In your bulletin is a drawing of the "Trinity of Relationships." Please consider prayerfully which of these three essential relationships needs your attention this week. Let’s take a moment right now. This is just between you and God. Let me strongly encourage you to especially consider the relationships you have with other church members. Is there is something that is not right in your relationship with someone here? Be real with God and with yourself about the need for reconciliation. Take a deep, gentle breath. Exhale slowly. Close your eyes. Simply ask God, “Where do you want to work in my relationships?” Just listen for a moment. Ask God for help to make things right again. [Pause for one minute] Has God put someone on your heart in our church? This is one way we could begin anew in a relationship that needs a fresh start.
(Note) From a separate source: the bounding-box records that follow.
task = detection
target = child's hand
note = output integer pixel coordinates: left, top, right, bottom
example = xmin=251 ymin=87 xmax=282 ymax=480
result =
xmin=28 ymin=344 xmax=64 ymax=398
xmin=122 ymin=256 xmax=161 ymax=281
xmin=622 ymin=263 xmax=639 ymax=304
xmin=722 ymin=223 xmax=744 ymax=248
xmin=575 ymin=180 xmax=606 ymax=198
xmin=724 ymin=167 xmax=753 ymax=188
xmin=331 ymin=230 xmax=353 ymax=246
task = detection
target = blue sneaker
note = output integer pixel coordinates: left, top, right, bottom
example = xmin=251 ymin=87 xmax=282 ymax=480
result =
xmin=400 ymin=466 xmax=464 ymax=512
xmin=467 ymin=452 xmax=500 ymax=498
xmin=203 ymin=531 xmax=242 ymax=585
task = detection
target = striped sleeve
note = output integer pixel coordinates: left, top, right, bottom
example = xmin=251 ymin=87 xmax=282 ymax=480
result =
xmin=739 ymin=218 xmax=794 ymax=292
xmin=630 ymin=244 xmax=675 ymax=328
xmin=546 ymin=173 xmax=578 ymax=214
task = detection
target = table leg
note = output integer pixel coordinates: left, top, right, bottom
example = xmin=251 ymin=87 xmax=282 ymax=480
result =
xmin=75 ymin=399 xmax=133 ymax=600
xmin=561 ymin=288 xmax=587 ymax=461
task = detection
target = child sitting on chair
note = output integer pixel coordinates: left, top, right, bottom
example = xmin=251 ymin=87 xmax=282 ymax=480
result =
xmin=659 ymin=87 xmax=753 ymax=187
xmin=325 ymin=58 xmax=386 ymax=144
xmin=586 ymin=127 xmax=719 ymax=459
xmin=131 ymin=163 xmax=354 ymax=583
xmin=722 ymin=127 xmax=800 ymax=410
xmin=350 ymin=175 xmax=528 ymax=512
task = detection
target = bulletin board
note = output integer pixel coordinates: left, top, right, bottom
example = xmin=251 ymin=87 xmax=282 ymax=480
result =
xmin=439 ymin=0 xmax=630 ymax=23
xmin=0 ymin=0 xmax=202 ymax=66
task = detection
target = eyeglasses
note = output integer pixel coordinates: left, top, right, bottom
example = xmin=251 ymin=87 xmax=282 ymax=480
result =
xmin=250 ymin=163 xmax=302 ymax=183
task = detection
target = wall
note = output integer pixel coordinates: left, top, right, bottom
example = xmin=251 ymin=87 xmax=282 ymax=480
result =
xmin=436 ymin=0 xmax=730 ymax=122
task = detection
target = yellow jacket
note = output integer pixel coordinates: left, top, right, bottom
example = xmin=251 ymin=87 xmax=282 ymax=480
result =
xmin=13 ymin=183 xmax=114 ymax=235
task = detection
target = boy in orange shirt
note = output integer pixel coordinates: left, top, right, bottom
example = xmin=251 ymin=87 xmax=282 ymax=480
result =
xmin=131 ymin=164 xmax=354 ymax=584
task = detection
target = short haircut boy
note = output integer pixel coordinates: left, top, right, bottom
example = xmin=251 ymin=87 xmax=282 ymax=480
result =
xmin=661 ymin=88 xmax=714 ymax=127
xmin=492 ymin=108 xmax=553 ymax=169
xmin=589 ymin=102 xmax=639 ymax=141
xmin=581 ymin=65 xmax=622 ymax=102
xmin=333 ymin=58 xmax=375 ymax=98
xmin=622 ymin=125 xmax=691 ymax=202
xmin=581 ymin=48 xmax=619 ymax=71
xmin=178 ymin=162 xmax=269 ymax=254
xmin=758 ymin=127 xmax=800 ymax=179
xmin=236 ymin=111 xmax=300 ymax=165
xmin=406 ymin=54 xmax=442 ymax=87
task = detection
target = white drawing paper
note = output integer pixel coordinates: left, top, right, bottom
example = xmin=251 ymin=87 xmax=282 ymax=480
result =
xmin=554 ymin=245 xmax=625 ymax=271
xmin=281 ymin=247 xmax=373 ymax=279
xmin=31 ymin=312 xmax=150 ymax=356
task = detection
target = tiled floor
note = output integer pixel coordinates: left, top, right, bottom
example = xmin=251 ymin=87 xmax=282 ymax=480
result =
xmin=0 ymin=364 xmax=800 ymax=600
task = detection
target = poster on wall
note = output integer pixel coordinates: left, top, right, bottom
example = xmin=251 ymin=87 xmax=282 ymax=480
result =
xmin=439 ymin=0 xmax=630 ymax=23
One of my colleagues pastors a church that has been growing a lot. They had been adding several members a month but that suddenly stopped. Visitors came but they wouldn't join. The pastor finally asked a visitor to tell him what was keeping them from becoming a part of the church. They confessed, "We like the church, but . . . it's cold!" And they were right. The church members talked about being a friendly church, but the crossed arms said otherwise. Visitors didn't have to know all the details. They could sense people were tense. They could tell members were angry with each other. They could feel that forgiveness was being withheld. Members' energy was not going to new people because members were wrapped up in the conflict of the church.
The pastor realized his own lack of forgiveness was contributing to the big chill. He and another leader in the church had a conflict that was causing ill feelings. It was one of those heads-butting, arms-crossed tensions. The pastor mustered his courage, prayed, and called on the man he was at odds with. The pastor did his part in resolving the issue. In the following weeks, 2 people joined the church, and 4 more the next week. The visitors who had complained about the coldness of the church were two of the new members. When the pastor asked why they joined, they said, "It felt right all of a sudden."
When we stand in God's love, when we stand together, and when we stand for people who need to know Jesus Christ, it's Pentecost all over again. It IS right all of a sudden. It is all that is required, and everything that is needed, for the Spirit to work through us.
At this table where the bread is broken we are reminded that reconciliation with God came not through our perfection but through the broken places of the world. As we gather at this table let us be reminded of those relationships that are in need of healing. If God has put someone on our heart then may this table be the place where healing and reconciliation will begin. May God who overcame death, overcome the places which seem irrevocably broken in our lives and in our community. Amen? Amen!